Tierra de Nadie

Alberto Núñez Seoane

Lo que nadie debería querer

Pero, sin embargo, lo que no solucionan los que lo deben y pueden hacer. Así es la angustiosa paradoja que nos está tocando vivir.

Ya no son estadísticas, ni números fríos, ni proclamas políticas que usan, unos para tumbar a los otros, otros para hacer que los unos no les quiten el sitio. Es, por pasmoso, inconcebible y triste que parezca, lo que han conseguido entre todos. Entre todos aquellos a los que pagamos para que velen por nuestros intereses y, por contra, lo que han hecho ha sido pavonearse en sus poltronas, acosar al oponente de turno con prepotencia e infinita estupidez, dilapidar el crédito que les dimos, malgastar los recursos que les entregamos, sufragar dispendios vergonzosos, conceder subvenciones bochornosas, colocar amiguetes, tapar bocas incómodas, comprar votos de ignorantes o pusilánimes, y callar voces discordantes; esta, no otra, es la política que nos ha colocado al borde mismo del abismo al que llevamos demasiado tiempo mirando: "Cuando miras largo tiempo al abismo, el abismo te mira a ti", escribió el filósofo Friederich Nietzsche.

Nuestra sociedad del bienestar se acaba. El 'Estado social', garante de derechos, valedor de la Justicia, protector de indefensos, responsable último de alcanzar igualdad, fraternidad y progreso, centinela incorruptible de la libertad, se resquebraja, se tambalean sus cimientos, su estructura se agrieta, todo se hunde… Si todo, como parece más obvio cada día, revienta, las irreparables consecuencias terminarán con más de medio siglo de logros sociales; recuperarlos, si se llegase a conseguir, costará mucho, mucho tiempo, también sudor, lágrimas y sangre, mucha.

El motivo es el origen de la causa, sin el uno, no surge la otra. Los ideales que impulsaron los grandes cambios sociales ocurridos durante el siglo pasado; responsables de la desaparición de humillantes desigualdades, de la posibilidad generalizada al acceso a la sociedad del bienestar y a la educación, de la sanidad pública, las pensiones de jubilación, el subsidio de paro y el derecho al descanso; supusieron el motor de uno progreso sin el que la Humanidad no habría podido avanzar ni lograr los adelantos y sustanciales mejoras, en todos los campos de la ciencia y las humanidades, que, de modo brillante y vertiginoso, ha protagonizado: el estímulo -motivo- que supuso la convicción de la perentoria necesidad de acabar con injusticias brutales y desigualdades repugnantes, engendró la energía suficiente para que las cosas dejasen de ser como eran para empezar a ser de un modo bien diferente -causa-.
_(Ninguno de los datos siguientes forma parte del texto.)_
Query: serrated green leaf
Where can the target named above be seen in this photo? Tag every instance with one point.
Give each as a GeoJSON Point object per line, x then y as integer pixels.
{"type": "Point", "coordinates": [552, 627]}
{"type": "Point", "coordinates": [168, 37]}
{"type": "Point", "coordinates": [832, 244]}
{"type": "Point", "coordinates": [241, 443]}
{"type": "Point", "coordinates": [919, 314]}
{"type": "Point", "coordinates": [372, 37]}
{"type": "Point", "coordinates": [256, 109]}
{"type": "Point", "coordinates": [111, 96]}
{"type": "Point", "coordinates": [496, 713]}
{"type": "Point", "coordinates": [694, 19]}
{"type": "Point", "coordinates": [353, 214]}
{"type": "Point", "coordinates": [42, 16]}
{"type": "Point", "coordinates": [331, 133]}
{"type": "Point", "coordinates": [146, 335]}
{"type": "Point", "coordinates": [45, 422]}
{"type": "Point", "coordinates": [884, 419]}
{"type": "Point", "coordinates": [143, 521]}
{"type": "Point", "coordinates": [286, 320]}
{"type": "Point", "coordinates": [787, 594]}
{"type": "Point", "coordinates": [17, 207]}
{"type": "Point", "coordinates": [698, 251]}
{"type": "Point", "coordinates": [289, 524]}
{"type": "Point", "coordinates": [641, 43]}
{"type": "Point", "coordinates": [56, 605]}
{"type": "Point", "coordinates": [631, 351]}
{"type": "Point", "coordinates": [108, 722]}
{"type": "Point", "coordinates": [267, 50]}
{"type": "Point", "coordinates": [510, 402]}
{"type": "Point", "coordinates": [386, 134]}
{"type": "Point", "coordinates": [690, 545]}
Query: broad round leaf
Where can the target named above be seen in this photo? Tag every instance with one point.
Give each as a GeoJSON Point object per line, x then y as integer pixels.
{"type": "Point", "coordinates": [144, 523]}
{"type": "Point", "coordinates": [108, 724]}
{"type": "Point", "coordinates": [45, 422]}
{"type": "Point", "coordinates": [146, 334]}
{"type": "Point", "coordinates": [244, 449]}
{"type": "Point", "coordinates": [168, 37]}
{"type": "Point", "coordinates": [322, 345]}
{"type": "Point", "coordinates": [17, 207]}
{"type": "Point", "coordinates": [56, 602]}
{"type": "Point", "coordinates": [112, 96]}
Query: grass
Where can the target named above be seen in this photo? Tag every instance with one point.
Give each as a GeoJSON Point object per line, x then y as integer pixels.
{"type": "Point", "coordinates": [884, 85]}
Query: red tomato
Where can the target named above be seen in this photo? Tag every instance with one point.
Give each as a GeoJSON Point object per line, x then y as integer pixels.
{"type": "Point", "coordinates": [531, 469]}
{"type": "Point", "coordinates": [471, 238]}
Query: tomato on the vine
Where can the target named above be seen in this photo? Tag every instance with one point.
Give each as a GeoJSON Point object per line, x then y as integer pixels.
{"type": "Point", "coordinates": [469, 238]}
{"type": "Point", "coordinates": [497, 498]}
Hoy, la 'motivación' es tan otra, que no existe como tal. El fin, por ladino y abyecto que sea, 'justifica' los viles medios que se emplean para conseguirlo, al precio que fuere: ¡todo vale!; la mentira se ha institucionalizado, hasta en las más altas instancias de un Estado que debería ser de Derecho, pero no lo es; la corrupción, material, pero sobre todo espiritual, ha sentado sus reales en la génesis de la vida cotidiana, en todos sus estamentos y con una intensidad que asusta; un consumismo que idiotiza a las gentes, se adueña, suprimiéndolas, de las relaciones entre humanos; valores que debieran constituir el objetivo del buen vivir, no es que brillen por su ausencia, es que son objeto de burla, vulgar choteo e inimaginable desprecio…

'La causa', en coherencia con lo anterior, está prostituida desde antes de engendrarse. El resultado de tanto despropósito entremezclado no puede resultar más que desnaturalizado y funesto.

Si, por activa o por pasiva, asumimos que este sea el estado de las cosas que amueblan el mundo en el que pretendemos ser personas, no podremos ni extrañarnos ni quejarnos de que estemos como estamos ni de que lleguemos a estar como, con certeza, llegaremos a estar.

Nadie, que se tenga por racional y en posesión de un mínimo de los principios que nos alejan de las bestias, debería, ya no aceptar, si no querer que la realidad se asemejase a la que es.